Pero nuestro héroe se hallaba en la mejor disposición de ánimo, aun sin reloj, Aquella
inesperada adquisición era un verdadero regalo. En realidad, no sólo eran almas muertas, sino
también fugitivas, ¡y en total más de doscientas!
Es cierto que cuando estaba llegando a la aldea de Pliushkin presentía que obtendría algún
beneficio, pero nunca esperaba que hubiese sido tan grande; durante todo el camino se sintió
alegre en extremo: silbaba entre sus dedos como si estuviera tocando una trompeta y, finalmente
entonó una canción tan extraña, que hasta Selifán escuchó, y después movió la cabeza, diciendo:
-¡Vaya cómo canta el señor!
Ya había oscurecido completamente cuando llegaron a la ciudad. Se habían mezclado por
completo la luz y las sombras, y parecía que también los objetos se habían fundido con aquéllas;
el color de la barrera había adquirido un tinte indefinido; parecía que el centinela tenía los bigotes
en la frente, muy por encima de los ojos, y que carecía de nariz; el ruido y las sacudidas dieron a
entender que el coche rodaba ya por el empedrado.

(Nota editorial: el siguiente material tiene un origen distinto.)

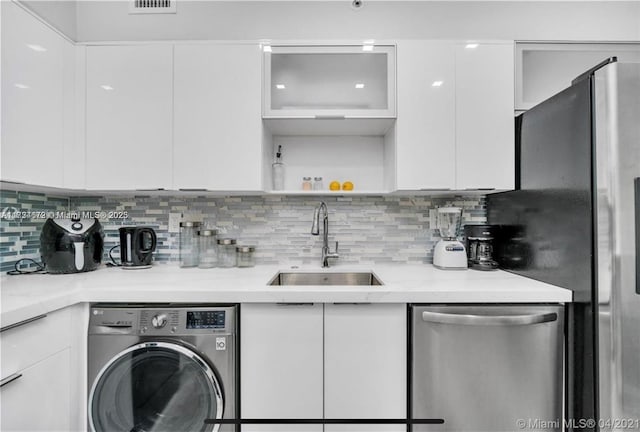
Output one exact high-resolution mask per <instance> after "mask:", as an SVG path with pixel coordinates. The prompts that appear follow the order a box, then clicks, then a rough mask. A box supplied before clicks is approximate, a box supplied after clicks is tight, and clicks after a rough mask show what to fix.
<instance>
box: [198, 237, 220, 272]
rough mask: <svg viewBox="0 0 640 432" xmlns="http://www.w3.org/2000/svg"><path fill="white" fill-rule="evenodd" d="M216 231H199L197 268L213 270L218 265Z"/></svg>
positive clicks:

Aún no se habían encendido los faroles; aparecían algunas luces en las ventanas de las casas, y
en los cruces de las calles y las callejuelas tenían lugar escenas y conversaciones inevitables a esa
hora en un lugar donde hay muchos soldados, cocheros, obreros y unos seres especiales en forma
de señoras con chales rojos, que no llevan medias y suelen circular como murciélagos en los
cruces de las calles.
Chichikov no se fijaba en nadie, y ni aun siquiera se fijó en muchos funcionarios delgaditos
que iban apoyándose en bastoncitos, los cuales regresaban probablemente a su casa, después de
haber dado un paseo por la ciudad. De cuando en cuando llegaban hasta él algunas
exclamaciones, al parecer femeninas: «¡Mientes, borracho! ¡Jamás le he permitido semejante
grosería!» o «¡No me pegues, infame! ¡Vete a la comisaría y allí te demostraré!...»
En una palabra: expresiones que abrasan de pronto a un joven de veinte años que regresa
ensimismado del teatro y en cuya imaginación hay una calle española, la noche, una hermosa
figura de mujer de cabellos rizados y una guitarra. ¿Qué no estará soñando? Está en el cielo y le
ha hecho una visita a Schiller, cuando, de pronto, oye como un trueno palabras horrendas, y ve
que está en la Tierra, v hasta en la plaza del Heno, junto a una taberna y de nuevo se desliza ante
él la vida cotidiana.
Por fin, después de un buen salto, el coche se hundió como en un hoyo al traspasar la verja de
la posada, siendo recibido Chichikov por Petrushka, que sostenía con una mano los faldones de su
traje, pues no le gustaba que se la abriesen, y con la otra ayudó a su señor a apearse del coche.
También acudió el mozo con una vela en la mano y una servilleta en el hombro. No se sabe si
Petrushka se alegró con la llegada de su señor; pero lo cierto es que Selifán y éste se hicieron una
seña, tras la cual su severa expresión habitual pareció suavizarse algo en aquel momento.
-Ha estado usted mucho tiempo fuera -dijo el mozo, alumbrando la escalera.
-Sí -dijo Chichikov al llegar a la escalera-. Y tú, ¿qué tal estás?
-Bien, gracias a Dios -contestó el mozo inclinándose-. Ayer vino un teniente; ocupa el número
dieciséis.
-¿Un teniente?
-No sabemos quién es; viene de Riazán; trae caballos bayos.
-Bueno, bueno; sigue portándote bien -dijo Chichikov, y entró en su habitación.
Al atravesar el vestíbulo, olfateó y le dijo a Petrushka:
-Por lo menos, has podido abrir las ventanas.
-Ya las tuve abiertas -dijo Petrushka; pero era mentira,
Por lo demás, el señor también sabía que era mentira; pero no tenía gana de discutir.
Después de aquel viaje, Chichikov se sentía muy cansado. Pidió una cena muy ligera, que
consistió sólo en un lechoncito; inmediatamente se desnudó, y, una vez en la cama se durmió
profundamente, con ese sueño con que duermen los seres dichosos que no conocen enfermedades,
ni poseen capacidades intelectuales demasiado grandes.